The power of one's "why" cannot be overstated. With the stresses that accompany school leadership that so often lead to burnout, it is very easy to completely lose sight of your "why" and to instead focus on solely on the "work." As important as the work may be, it is more important that you never, ever lose sight of your reason for doing the work. As I always say, when one loses their way, they have probably also lost their will, and in order to retrieve both, they must make a conscious effort to reclaim their why.

After my heart attack (and the Type II diabetes that accompanied it), I had to reexamine my own why. The way I was living physically was a complete contradiction of my why. With my diet and lack of exercise, there was obviously no way I was going to walk in my purpose over the long haul. Refocusing on my purpose was key to transforming myself emotionally, mentally, and physically.

I have also seen the impact of focusing on the why with principal colleagues I train. For example, it is not uncommon for a principal to tell me how empowering the discussion on the why has been to their leadership, toward helping them maintain a focus on what matters most and thereby relieving them of a lot of the stresses they carried previously due to losing their focus.
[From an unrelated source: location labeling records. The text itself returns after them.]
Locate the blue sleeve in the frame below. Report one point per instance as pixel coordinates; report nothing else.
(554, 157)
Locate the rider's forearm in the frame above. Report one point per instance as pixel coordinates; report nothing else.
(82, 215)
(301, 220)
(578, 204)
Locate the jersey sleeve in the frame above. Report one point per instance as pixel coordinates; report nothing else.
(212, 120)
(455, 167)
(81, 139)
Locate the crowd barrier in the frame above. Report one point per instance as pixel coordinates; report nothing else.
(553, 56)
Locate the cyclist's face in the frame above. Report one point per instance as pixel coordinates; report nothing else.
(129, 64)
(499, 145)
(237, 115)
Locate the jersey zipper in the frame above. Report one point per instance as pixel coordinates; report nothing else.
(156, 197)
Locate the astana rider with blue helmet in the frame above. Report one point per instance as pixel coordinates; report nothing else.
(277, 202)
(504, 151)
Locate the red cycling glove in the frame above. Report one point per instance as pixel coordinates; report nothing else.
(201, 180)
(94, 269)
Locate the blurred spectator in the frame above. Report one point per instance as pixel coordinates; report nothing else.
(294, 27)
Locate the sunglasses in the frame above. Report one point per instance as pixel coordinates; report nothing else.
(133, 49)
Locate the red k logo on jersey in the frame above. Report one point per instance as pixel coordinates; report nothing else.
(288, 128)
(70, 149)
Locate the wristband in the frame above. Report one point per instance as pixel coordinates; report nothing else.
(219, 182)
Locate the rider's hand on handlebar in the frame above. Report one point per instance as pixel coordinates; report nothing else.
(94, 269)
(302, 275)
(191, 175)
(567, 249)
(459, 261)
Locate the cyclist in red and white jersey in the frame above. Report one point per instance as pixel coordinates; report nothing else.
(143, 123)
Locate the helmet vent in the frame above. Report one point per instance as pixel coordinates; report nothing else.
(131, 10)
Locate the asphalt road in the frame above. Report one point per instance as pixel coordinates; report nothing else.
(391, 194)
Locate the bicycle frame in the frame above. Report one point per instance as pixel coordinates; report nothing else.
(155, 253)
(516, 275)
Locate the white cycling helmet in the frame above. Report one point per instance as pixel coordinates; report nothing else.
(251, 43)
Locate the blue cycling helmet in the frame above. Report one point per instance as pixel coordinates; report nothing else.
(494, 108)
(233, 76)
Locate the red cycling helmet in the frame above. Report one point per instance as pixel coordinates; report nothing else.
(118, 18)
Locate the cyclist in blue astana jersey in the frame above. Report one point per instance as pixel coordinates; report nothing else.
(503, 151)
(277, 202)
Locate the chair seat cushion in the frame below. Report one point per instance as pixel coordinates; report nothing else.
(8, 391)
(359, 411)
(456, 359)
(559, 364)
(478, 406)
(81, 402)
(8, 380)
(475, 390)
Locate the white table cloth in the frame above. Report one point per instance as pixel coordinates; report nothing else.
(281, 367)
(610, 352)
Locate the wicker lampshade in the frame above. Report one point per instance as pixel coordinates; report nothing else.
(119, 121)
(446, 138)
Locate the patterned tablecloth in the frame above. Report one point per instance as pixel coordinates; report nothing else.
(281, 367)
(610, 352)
Yes, the work can be difficult; yes, the work can be challenging; yes, the work can be overwhelming; and yes, the work can be thankless. But at the end of the day, your mindset has to be, "I do this work because the children are my focus and my priority." That is the professional balance that you must maintain toward your own mental wellness in this otherwise challenging leadership role.

Leading in a Time of Upheaval

As I write this, we are in the midst of both a global pandemic and social change, which add an additional set of challenges to the already challenging role of school leadership. I have conducted a plethora of leadership sessions over the past several months on social justice education, maintaining leadership effectiveness through a global pandemic, and managing stress during these abnormal times. Here are some questions you can use to self-reflect on how you're grappling with the pandemic and social change within your school community:

Leading During COVID-19

  1. In what ways am I a support to my staff?
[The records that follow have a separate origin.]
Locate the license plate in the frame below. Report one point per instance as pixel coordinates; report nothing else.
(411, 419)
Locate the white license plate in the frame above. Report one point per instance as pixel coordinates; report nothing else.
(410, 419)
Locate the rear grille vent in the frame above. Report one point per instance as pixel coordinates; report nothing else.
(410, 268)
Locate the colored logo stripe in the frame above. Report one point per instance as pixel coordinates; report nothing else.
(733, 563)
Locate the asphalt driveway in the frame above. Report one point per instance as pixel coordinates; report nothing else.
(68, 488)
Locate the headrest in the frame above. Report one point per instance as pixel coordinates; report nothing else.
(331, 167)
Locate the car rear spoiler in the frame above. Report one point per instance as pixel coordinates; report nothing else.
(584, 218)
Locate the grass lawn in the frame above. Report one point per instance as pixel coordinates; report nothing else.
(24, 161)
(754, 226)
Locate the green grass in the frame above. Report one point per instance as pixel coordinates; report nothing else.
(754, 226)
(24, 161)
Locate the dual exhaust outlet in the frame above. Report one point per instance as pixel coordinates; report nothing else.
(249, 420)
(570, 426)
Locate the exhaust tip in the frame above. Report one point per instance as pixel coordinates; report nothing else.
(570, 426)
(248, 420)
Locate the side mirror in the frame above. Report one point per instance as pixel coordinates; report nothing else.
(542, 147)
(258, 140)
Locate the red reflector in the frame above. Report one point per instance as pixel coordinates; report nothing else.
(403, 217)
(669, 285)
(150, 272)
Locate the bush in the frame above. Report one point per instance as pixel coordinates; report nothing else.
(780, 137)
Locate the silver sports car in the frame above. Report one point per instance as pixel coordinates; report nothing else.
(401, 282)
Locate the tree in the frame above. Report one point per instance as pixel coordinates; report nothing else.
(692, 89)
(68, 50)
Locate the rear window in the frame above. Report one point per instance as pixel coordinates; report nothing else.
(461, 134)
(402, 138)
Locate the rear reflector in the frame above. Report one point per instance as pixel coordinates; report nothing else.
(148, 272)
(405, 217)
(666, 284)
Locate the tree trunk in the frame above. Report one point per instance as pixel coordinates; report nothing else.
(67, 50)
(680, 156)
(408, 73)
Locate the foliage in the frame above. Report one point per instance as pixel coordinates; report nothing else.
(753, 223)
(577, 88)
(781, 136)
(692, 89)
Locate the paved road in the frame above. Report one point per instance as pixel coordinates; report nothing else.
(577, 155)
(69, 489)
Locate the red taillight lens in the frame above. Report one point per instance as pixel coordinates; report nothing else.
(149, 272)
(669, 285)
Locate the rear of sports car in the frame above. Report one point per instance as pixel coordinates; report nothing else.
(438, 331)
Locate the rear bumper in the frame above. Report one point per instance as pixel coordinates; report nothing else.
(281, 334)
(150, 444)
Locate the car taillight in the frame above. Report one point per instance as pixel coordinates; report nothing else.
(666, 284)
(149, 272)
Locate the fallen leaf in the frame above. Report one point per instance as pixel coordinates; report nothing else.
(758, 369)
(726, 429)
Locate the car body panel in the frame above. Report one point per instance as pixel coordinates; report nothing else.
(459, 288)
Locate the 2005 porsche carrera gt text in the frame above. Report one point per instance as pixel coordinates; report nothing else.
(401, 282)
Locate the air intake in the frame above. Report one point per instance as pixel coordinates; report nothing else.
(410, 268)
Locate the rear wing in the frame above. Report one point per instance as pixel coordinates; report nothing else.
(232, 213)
  2. In what ways am I a resource for my staff?

  3. How am I going about maintaining communication with the parents of my students?

  4. How am I maintaining a sense of balance between my professional and personal lives?

Leading During Social Change

  1. What are the reasons social justice education either exists or doesn't exist in my school?

  2. Can my students, particularly my students of color, articulate, beyond emotional reactions, the injustices that surround them?

  3. Do the teachers I supervise have the necessary cultural competence to engage my students in issues of social justice?

  4. What type of PD do I provide staff toward developing a comfort and confidence in engaging students in issues of social justice?

  5. How knowledgeable am I on issues of social justice that directly impact my students of color?